CAMINEO.INFO.- La sentencia de la Corte Europea de Derechos Humanos contra los crucifijos en las aulas escolares ha suscitado un intenso debate internacional, cuyo eco ha llegado también a nuestro país.
«Y vosotros, ¿quién decís que soy yo?». La misma pregunta que hizo Jesús a sus discípulos llega hasta nosotros hoy y nos desafía.
Ese Cristo colgado en la cruz no es una reliquia objeto de piedad popular que sirva, como mucho, para un devoto recuerdo. Tampoco es un símbolo genérico de nuestra tradición cultural y social.
Jesucristo es un hombre vivo, que ha introducido un juicio nuevo en el mundo, una experiencia nueva de relación con todo: con el estudio y el trabajo, con los afectos y los deseos, con la vida y la muerte. Una experiencia de plena realización humana.
Se pueden retirar los crucifijos, pero no se puede eliminar a un hombre vivo. A no ser que lo maten, como de hecho pasó entonces. Y aun así, ¡ese hombre está más vivo ahora que antes!
Los que quieren quitar el crucifijo se engañan si creen que así conseguirán borrar del “espacio público” la experiencia cristiana y el juicio que aporta. Si tienen poder para retirar los crucifijos –cosa que está por ver y esperemos que no suceda–, no lo tienen para apartar del mundo a los cristianos que viven su fe.
Ahora bien, hay un inconveniente: que nosotros, los cristianos, dejemos de serlo y olvidemos qué es el cristianismo. En ese caso, defender el crucifijo sería una batalla perdida, porque aquel hombre habría dejado de tener sentido para la vida.

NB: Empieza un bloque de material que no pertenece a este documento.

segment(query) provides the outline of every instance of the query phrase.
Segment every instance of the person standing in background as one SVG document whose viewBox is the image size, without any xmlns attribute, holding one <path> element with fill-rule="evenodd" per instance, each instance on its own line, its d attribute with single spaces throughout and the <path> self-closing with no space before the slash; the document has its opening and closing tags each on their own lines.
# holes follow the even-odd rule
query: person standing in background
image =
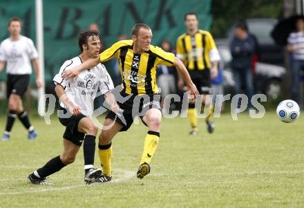
<svg viewBox="0 0 304 208">
<path fill-rule="evenodd" d="M 236 25 L 235 37 L 230 43 L 230 51 L 232 55 L 232 72 L 236 82 L 235 93 L 240 94 L 242 86 L 245 86 L 248 97 L 248 109 L 251 109 L 251 99 L 254 91 L 251 62 L 256 51 L 256 40 L 248 33 L 245 23 L 240 22 Z"/>
<path fill-rule="evenodd" d="M 19 119 L 28 131 L 28 138 L 35 139 L 37 134 L 30 122 L 28 113 L 22 104 L 22 97 L 28 88 L 32 65 L 36 74 L 36 84 L 42 86 L 39 76 L 38 53 L 32 41 L 21 35 L 22 21 L 18 17 L 12 17 L 8 23 L 10 37 L 3 40 L 0 46 L 0 72 L 6 64 L 7 97 L 8 99 L 8 114 L 3 141 L 8 141 L 15 118 Z"/>
<path fill-rule="evenodd" d="M 287 39 L 287 51 L 292 55 L 292 97 L 302 108 L 300 102 L 300 72 L 304 69 L 304 19 L 296 21 L 297 31 L 292 32 Z"/>
<path fill-rule="evenodd" d="M 176 43 L 176 57 L 183 61 L 187 69 L 193 79 L 194 84 L 201 95 L 200 99 L 205 104 L 205 108 L 209 112 L 205 113 L 207 131 L 211 133 L 215 125 L 211 122 L 213 106 L 210 95 L 212 94 L 211 79 L 218 76 L 218 62 L 220 55 L 216 44 L 209 32 L 198 29 L 198 15 L 194 12 L 184 15 L 184 23 L 187 32 L 180 35 Z M 180 88 L 182 88 L 183 82 L 178 81 Z M 189 100 L 188 118 L 191 130 L 189 135 L 198 133 L 198 119 L 195 109 L 195 100 Z"/>
</svg>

La sentencia europea supone todo un reto para nuestra fe. Después de haber manifestado nuestra indignación y haber protestado contra la sentencia, no podemos volver a la rutina diaria evitando la cuestión fundamental: ¿dónde se da hoy el acontecimiento de Cristo? O en palabras de Dostoievski: «Un hombre culto, un europeo de nuestros días, ¿puede creer, creer verdaderamente en la divinidad de Jesucristo, el hijo de Dios?».